Secure PIN
-
Received my new Optum HSA debit card. Called to activate it. Told the security code is in the signature block. (It is well below the signature block, not in the signature block.)
Was informed that the PIN is the last four digits of my card number. No options given to change it.
-
@jinpa said in Secure PIN:
Received my new Optum HSA debit card. Called to activate it. Told the security code is in the signature block. (It is well below the signature block, not in the signature block.)
Was informed that the PIN is the last four digits of my card number. No options given to change it.
So... what will it be? Class action lawsuit, or a government regulatory agency slam?
-
@Kamil-Podlesak It's more ironic than a serious problem. Having a PIN that's essentially public is not much better than not having a PIN at all. But not having a PIN for an HSA card is meh, at least in some cases.
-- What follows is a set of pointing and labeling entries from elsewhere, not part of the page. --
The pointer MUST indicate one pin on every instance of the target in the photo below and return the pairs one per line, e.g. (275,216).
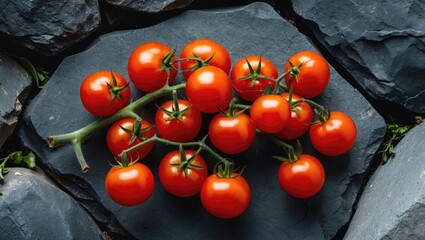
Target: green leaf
(39,75)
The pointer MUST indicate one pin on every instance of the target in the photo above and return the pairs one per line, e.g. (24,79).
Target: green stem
(323,113)
(201,144)
(76,144)
(77,137)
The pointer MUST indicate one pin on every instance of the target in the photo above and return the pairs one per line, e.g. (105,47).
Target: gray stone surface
(31,207)
(244,31)
(48,27)
(15,84)
(150,6)
(380,43)
(393,203)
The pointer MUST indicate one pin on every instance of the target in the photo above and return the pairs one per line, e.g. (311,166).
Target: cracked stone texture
(150,6)
(14,87)
(249,30)
(48,27)
(380,43)
(31,207)
(393,203)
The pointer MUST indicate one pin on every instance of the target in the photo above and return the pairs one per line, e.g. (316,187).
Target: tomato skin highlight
(131,185)
(243,88)
(270,113)
(184,130)
(204,49)
(175,181)
(96,96)
(334,137)
(144,66)
(313,76)
(303,178)
(299,123)
(232,135)
(118,140)
(225,197)
(208,89)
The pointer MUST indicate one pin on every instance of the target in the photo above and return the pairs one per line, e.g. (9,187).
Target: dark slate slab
(150,6)
(31,207)
(380,43)
(393,203)
(48,27)
(254,29)
(15,84)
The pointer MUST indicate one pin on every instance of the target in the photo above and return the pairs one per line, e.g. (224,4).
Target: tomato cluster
(281,111)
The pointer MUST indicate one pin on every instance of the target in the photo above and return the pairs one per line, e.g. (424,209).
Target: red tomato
(175,181)
(204,49)
(131,185)
(270,113)
(299,122)
(208,89)
(178,130)
(335,136)
(118,140)
(252,88)
(313,76)
(96,94)
(302,178)
(225,197)
(146,66)
(232,135)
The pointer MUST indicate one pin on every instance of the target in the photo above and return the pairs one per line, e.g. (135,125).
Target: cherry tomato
(270,113)
(178,130)
(225,197)
(179,182)
(313,75)
(204,49)
(252,88)
(302,178)
(131,185)
(118,140)
(101,99)
(335,136)
(232,135)
(208,89)
(300,120)
(146,66)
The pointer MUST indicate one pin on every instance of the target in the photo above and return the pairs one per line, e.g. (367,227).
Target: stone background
(376,50)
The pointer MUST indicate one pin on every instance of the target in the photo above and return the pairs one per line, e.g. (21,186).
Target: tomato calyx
(175,112)
(136,131)
(293,153)
(294,71)
(198,62)
(114,89)
(320,112)
(254,75)
(186,163)
(234,109)
(167,64)
(225,169)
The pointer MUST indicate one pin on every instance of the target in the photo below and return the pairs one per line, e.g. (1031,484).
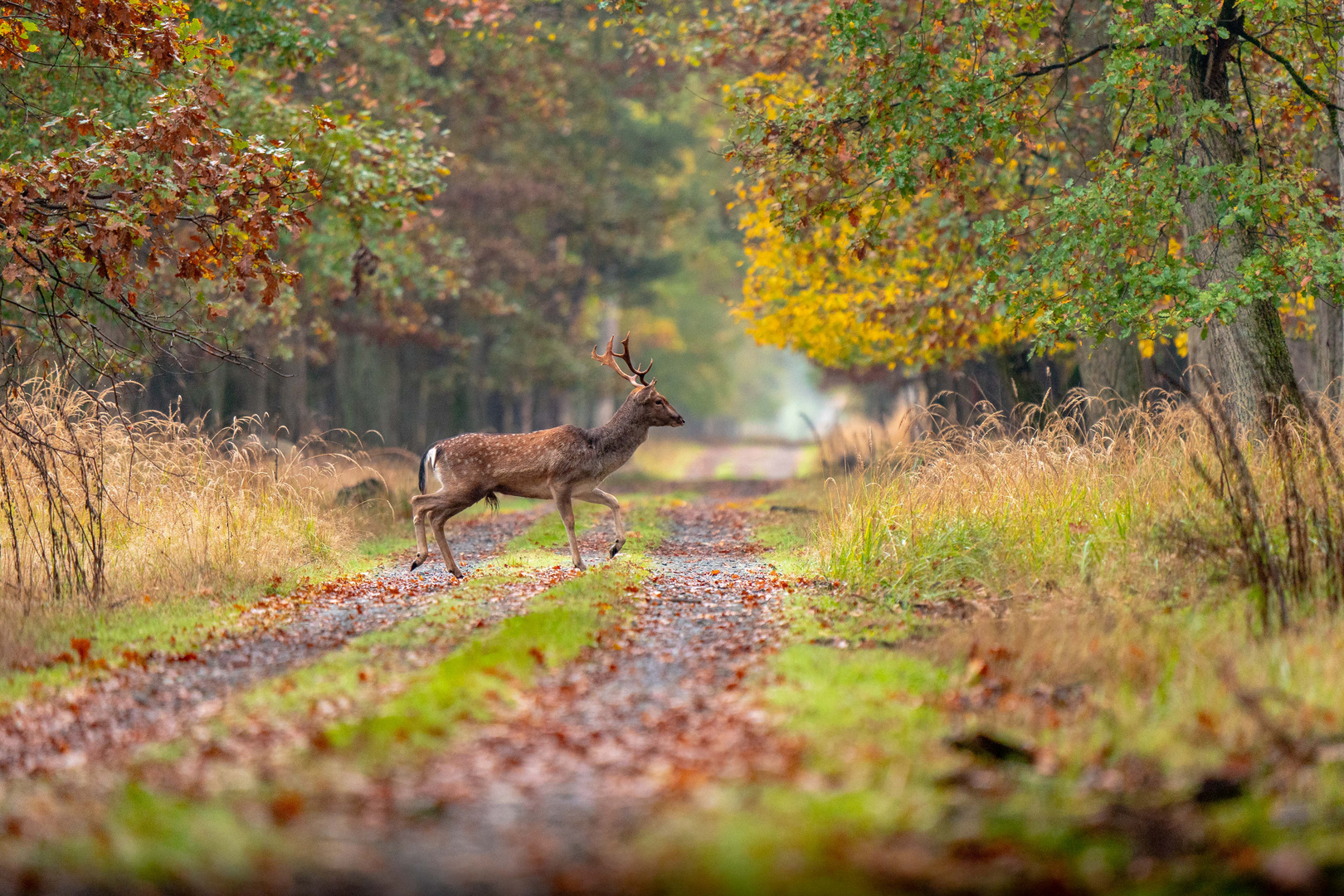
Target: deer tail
(426,460)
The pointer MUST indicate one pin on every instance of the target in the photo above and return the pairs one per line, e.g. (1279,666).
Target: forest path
(542,798)
(155,696)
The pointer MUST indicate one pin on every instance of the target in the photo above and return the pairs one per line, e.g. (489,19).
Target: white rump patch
(429,461)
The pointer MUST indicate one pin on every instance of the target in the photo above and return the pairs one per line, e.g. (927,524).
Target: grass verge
(1011,674)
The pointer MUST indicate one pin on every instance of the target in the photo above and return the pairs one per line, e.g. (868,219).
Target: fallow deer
(563,464)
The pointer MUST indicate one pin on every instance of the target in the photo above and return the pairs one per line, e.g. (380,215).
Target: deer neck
(619,437)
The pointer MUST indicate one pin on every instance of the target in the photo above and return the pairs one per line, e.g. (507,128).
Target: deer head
(650,406)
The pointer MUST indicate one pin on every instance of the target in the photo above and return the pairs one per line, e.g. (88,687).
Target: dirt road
(542,796)
(156,694)
(546,796)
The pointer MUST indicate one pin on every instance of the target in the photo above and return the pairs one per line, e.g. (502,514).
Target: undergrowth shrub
(101,507)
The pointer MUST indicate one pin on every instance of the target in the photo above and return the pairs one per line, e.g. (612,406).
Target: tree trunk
(293,391)
(1248,356)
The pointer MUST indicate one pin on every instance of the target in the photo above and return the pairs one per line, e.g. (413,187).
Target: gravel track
(153,698)
(537,801)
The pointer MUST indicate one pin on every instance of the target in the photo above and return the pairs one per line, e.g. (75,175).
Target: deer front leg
(565,505)
(605,499)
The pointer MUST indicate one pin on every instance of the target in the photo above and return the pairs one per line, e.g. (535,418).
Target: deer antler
(608,359)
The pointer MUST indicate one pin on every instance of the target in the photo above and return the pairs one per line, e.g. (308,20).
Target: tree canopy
(1127,169)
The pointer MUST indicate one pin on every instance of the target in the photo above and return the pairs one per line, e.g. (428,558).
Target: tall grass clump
(100,505)
(1142,500)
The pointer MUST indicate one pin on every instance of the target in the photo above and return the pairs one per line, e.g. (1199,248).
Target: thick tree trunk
(1248,356)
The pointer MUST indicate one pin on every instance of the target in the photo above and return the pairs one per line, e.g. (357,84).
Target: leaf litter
(158,694)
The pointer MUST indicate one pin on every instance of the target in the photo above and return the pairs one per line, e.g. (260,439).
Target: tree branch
(1069,63)
(1331,109)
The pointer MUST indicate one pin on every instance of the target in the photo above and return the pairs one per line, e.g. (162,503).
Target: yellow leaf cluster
(902,304)
(905,304)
You can generally only use them in medically-related establishments (pharmacies, doctor's offices) anyway, so there's usually a trail if someone stole one and used it.
-
@jinpa said in Secure PIN:
@Kamil-Podlesak It's more ironic than a serious problem. Having a PIN that's essentially public is not much better than not having a PIN at all. But not having a PIN for an HSA card is meh, at least in some cases. You can generally only use them in medically-related establishments (pharmacies, doctor's offices) anyway, so there's usually a trail if someone stole one and used it.
Are they only for paying, or also for some self-service machines (like ATMs quite often are today)? Because that could leak personal and medical data. Which, AFAIK is actually even bigger deal than leaking money.
-
@Kamil-Podlesak
They are only for paying.If for some reason the transaction doesn't work, it just displays a generic error message."You can use your HSA card at an ATM to reimburse yourself for eligible expenses paid out-of-pocket. (A transaction fee may apply. See your HSA Bank Fee and Interest Rate Schedule.)"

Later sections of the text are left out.